I’ve been beating this point for awhile, and the beatings will continue until Congress does something about it (from the Center on Budget and Policy Priorities):
But in over half the states, new gaps have recently emerged for 2010, as revenues have fallen short of the projections on which the 2010 budgets were based (even though the projections themselves seemed pessimistic at the time). Already, 41 states have identified mid-year gaps — some but not all of which have already been addressed through spending cuts or other measures — totaling $38 billion or 7 percent of these budgets.
[...]
These new shortfalls are in addition to the gaps states closed when adopting their fiscal year 2010 budgets earlier this year. Table 2 combines these new gaps with previously reported gaps for 2010 — the gaps that were addressed when states wrote their budgets for this year. In total, 48 states have addressed or still face shortfalls in their budgets for fiscal year 2010, totaling $196 billion or 29 percent of state budgets — the largest gaps on record.
And because they’re the CBPP, they’ve provided a nifty graph:

Right now, the most effective thing Congress could do for the economy is provide direct aid to states and extend Medicaid funds, which will be cut off in December 2010. Filling the gap in state budgets will keep teachers, police officers, firefighters and civil servants employed, pump more money into the economy, and ensure that marginal Americans aren’t kicked off of their benefits when they need them most. It’s a no brainer.
OK, I’m in for this game. Is it more efficient for the states to raise taxes to pay for their shortfalls, or for the Congress to raise taxes to pay for the states” shortfalls, then determine how to allocate it, then hire a bureaucrat to implement the formula, and another to write the check?
Along the way, Congress will have to make assumptions that the states will spend the money as it sees fit, and write rules to ensure the funds are not wasted or spent on other things, or that the states don’t cut budgets in other areas.
I raise this as a serious question.
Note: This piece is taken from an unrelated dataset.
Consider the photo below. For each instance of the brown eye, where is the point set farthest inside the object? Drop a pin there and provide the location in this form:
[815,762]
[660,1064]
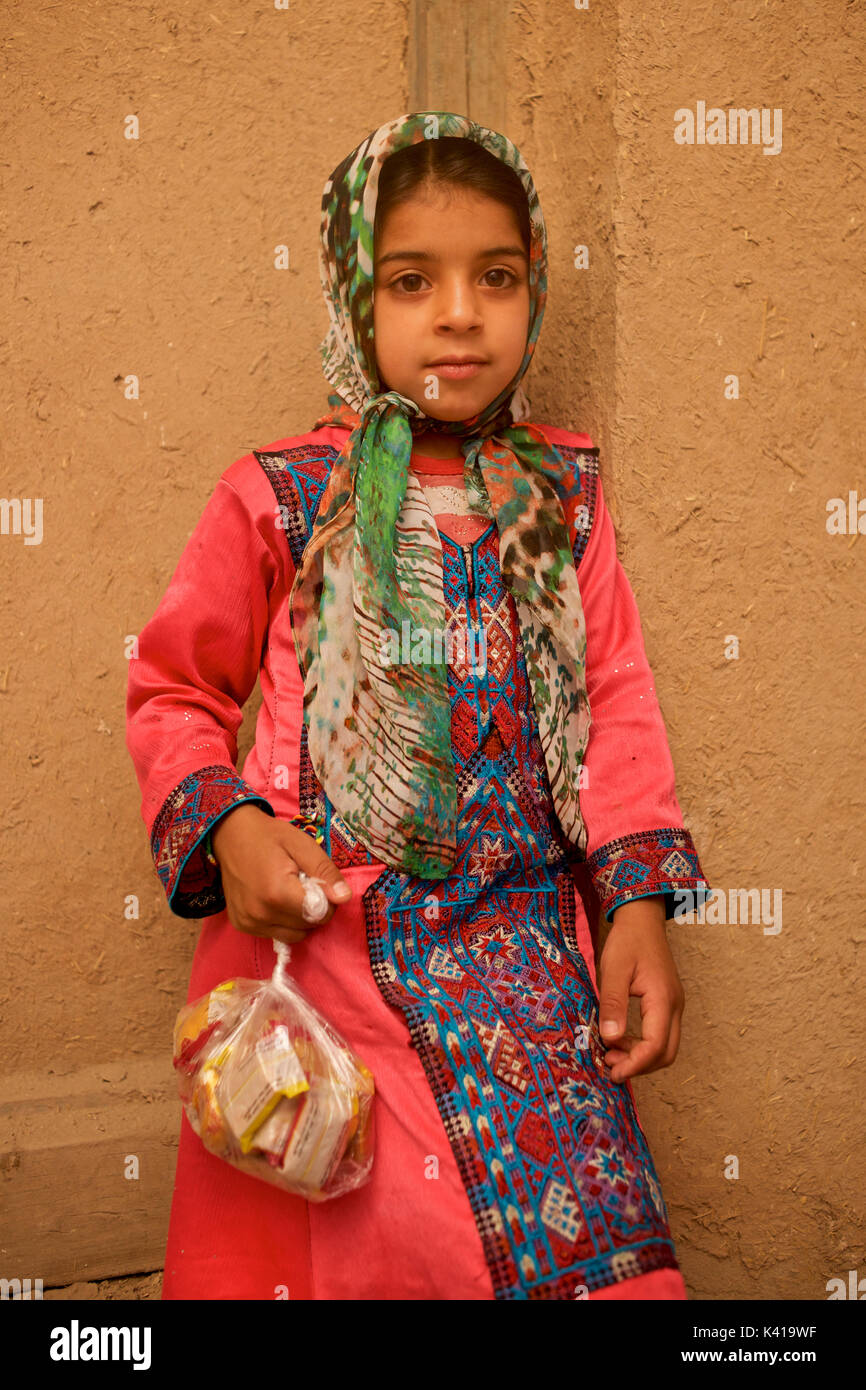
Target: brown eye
[501,270]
I am not against taxes and tax increases. I am against raising taxes inefficiently. Make my money work. Don’t waste it.
I think it depends. In a normal economy, it’s a terrible idea; the state is simply in a better position to assess its needs. The problem is that in a failing economy, the tax base has fallen out and raising taxes is likely to do more harm than good. The federal government is in a better position to provide those funds, which can then be provided to states in the form of block grants that states can administer.